I'm back with part 4 of a series on how to read sewing patterns and today we're going to learn to decipher the instructions! If you haven't read the rest of the series yet, here are some links:
Did you ever take those quizzes in school, where the first instructions was to read all the instructions and the last instruction was to ignore every instruction after the first one? So you looked like a total idiot if you skipped reading the instructions? Yeah, well, when reading sewing patterns, I'm going to tell you NOT to read all the instructions before you start. If you're a beginner at using patterns, reading all that stuff with all those drawings is just going to overwhelm you. Thus, today's Pro Tip: Just take it one step at a time!
We talked about the first page of instructions already when we learned to use the cutting diagrams in part 3, but there's some more important information on that sheet. In time, you won't need to refer to this page at all, but for starting out, if you're having a hard time knowing what the instructions mean by certain terms, go back to your "General Instructions" and chances are you'll find your answer. See below the glossary of terms on a pattern I cut out to make today.
I know, those are very short descriptions, but it's okay because we have the Internet, ha! I promise you'll find plenty of videos or more thorough explanations of any of these terms with a quick google search.
Also on this page, you'll find your "seam allowance", which is how far from the raw edges you're going to be sewing unless otherwise instructed on certain steps. For garment sewing, seam allowances are almost always 5/8" (in the U.S., at least). If you have trouble knowing where that is on your machine, use your gauge to measure from the needle and stick a piece of washi tape there as a guide. I do this for my sewing students quite a bit to help them stay on their seam allowance!

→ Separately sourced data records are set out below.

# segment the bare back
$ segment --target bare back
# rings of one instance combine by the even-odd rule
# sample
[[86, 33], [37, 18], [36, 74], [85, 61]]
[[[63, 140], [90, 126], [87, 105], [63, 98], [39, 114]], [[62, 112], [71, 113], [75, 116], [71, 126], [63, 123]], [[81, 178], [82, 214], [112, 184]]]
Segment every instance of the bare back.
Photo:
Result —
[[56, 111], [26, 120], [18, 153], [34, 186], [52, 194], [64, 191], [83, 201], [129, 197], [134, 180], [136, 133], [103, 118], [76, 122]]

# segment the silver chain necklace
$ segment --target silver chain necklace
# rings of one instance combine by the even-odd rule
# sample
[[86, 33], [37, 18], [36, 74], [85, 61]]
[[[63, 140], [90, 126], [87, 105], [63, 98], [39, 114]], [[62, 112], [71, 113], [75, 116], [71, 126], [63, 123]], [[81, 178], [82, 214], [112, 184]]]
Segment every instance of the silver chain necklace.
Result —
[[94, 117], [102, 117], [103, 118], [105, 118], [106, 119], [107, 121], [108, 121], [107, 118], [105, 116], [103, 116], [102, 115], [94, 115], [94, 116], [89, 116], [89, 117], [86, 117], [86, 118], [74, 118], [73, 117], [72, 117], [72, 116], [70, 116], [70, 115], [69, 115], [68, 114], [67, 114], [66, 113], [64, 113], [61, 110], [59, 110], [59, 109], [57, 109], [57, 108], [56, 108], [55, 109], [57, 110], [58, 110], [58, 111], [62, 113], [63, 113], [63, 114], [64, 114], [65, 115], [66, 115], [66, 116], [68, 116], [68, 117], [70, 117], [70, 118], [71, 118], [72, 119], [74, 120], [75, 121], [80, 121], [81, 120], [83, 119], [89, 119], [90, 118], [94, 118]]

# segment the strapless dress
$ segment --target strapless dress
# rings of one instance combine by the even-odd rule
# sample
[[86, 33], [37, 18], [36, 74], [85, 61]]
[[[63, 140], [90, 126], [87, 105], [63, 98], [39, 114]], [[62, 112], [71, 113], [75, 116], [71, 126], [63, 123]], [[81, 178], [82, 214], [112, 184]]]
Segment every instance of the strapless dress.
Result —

You can also see in the above photo, along with the seam allowance, there's a fabric key. In the drawings throughout the instructions, you'll come across these textures to help you see which parts in the drawings are the right or wrong side of the fabric, for example.
The last bit of good info on this sheet is about pattern markings. You may have noticed when you cut out your pieces, there are notches, circles, squares and/or triangles all over them. These markings are important! You'll find your own favorite methods of marking, but I'll share some of what I do after this next photo.
Most of your markings will be notches and these help you line up your pieces correctly when sewing them together. I cut a small snip (not too big, maybe 1/4" so it's well inside my seam allowance). For the circles, squares and triangles, different people have different preferred methods. A collection of marking pens and tailors chalk is a good thing to have on hand. I don't like marking with these things, so I almost always just mark with pins by picking up a couple threads with a pin in just the right spot. This works for me, but experiment with the tools available to you and decide what you like best. Megan Nielsen has written an excellent article on five ways to make your pattern markings. To make these markings, simply stick a pin through the circle on the pattern piece and then mark each fabric layer right on the pin.
You're officially ready to start sewing! And remember, just take it one step at a time!
Trying to write a post covering every new thing you'll encounter as you sew various patterns would be impossible, but here are my three pieces of advice as you work through the instructions:
- Trust the process. Some steps may not make sense at first, but they're in there for a reason, so don't skip them.
- Us the Internet! One of the best things about people who sew is that they love to help others learn to sew too and there is so much content online to help you with those steps you don't understand.
- Press as you go. You can always tell when a handmade garment has not been properly pressed! Make friends with your iron, because it is an essential tool in sewing. When the instructions say press, you'd better press! I use Shark irons in my studio and I love them. And remember, pressing is different that ironing!